How Can You Make Our Records Management Program Better?
The National Institutes of Health’s Office of the Director was under pressure from the U.S. Congress to show evidence it was correctly implementing records management procedures. The NIH records office also needed to alleviate the high volume of calls it was receiving regarding the records disposition process. NIH engaged with HAI to perform a compliance audit of its records management program and develop practical guidance to augment the NIH manuals.
Assessing the Situation
Drawing on our considerable knowledge of and familiarity with the NIH manual Keeping and Destroying Records, HAI worked with the NIH records office to develop a list of offices and records series to be reviewed. Our staff interviewed file creators and custodians, inspected their records, then delivered a report that evaluated compliance with records requirements in offices throughout the Office of the Director and provided recommendations for improvement. We also storyboarded and created original content for “Moving Inactive Records Out of the Office,” a web-based tutorial that maps the records disposition process through a series of flowcharts.
Stepping Towards Improvement
During the audit, HAI archivists/records managers found over 2,200 boxes inappropriately stored by twelve institutes and centers in an NIH warehouse intended for short-term storage and surplus property. Our records managers created a box-level inventory as a follow-on project. Each box entry was identified by records creator when known, classified according to the records series, and annotated with disposition recommendations. HAI staff then prepared the records for transfer to a federal records center, removal by a records destruction firm, or return to the appropriate office.

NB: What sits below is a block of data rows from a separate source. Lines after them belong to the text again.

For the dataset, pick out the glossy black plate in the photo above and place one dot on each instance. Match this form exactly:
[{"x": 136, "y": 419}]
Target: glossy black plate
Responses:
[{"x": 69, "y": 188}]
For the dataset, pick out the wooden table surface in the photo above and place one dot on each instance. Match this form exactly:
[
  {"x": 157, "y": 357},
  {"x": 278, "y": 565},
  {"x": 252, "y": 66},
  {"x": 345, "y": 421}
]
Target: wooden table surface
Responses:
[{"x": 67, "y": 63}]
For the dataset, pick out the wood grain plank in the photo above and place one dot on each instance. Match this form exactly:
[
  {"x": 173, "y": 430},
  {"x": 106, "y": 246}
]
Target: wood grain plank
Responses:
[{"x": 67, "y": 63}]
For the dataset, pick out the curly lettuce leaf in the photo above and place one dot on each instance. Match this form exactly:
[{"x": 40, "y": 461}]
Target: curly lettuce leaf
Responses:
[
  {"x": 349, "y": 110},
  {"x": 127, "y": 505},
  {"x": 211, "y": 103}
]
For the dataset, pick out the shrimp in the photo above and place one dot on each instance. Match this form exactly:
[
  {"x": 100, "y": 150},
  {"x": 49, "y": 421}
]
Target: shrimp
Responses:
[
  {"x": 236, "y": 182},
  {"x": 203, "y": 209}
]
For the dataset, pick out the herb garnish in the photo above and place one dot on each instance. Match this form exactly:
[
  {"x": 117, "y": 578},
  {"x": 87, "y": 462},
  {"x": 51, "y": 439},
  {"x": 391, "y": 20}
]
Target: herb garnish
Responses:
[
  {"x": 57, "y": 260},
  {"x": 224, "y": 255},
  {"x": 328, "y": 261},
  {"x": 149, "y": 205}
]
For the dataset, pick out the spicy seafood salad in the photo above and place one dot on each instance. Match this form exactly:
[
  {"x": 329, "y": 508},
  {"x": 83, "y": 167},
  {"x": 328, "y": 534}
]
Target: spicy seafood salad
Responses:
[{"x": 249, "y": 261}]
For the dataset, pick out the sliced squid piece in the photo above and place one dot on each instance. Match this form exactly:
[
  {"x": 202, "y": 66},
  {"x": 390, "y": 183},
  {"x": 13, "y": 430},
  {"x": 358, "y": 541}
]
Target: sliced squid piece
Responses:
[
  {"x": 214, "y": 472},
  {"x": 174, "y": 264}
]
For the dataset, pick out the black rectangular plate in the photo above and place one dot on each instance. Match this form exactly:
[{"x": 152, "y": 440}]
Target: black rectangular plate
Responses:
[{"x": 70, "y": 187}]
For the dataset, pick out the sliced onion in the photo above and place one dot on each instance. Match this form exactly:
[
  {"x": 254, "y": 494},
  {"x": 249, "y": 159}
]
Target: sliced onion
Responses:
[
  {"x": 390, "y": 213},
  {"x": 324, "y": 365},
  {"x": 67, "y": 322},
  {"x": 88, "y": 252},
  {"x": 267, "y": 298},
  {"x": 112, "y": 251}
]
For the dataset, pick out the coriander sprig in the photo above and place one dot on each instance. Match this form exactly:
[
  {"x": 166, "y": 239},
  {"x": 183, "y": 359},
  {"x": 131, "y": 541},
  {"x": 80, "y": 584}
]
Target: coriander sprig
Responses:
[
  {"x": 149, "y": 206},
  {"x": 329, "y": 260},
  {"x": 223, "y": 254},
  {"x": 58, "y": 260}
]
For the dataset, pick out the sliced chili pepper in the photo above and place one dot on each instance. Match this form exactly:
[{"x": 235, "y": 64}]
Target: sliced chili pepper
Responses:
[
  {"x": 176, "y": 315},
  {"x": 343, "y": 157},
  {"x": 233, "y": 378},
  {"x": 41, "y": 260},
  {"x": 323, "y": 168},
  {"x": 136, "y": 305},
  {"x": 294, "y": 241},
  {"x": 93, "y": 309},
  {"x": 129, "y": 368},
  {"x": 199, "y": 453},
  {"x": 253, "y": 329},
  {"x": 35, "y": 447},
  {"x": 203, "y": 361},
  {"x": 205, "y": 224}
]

HAI’s report provided the NIH with a roadmap for improving their records management program. The online tutorial gave their staff a user-friendly resource for learning the records transfer and destruction practices that are a necessary part of responsible records management. And the entire backlog of inactive records was properly disposed of in accordance with the NIH records schedule, thereby ensuring the client was compliant with federal regulations and freeing up valuable storage space.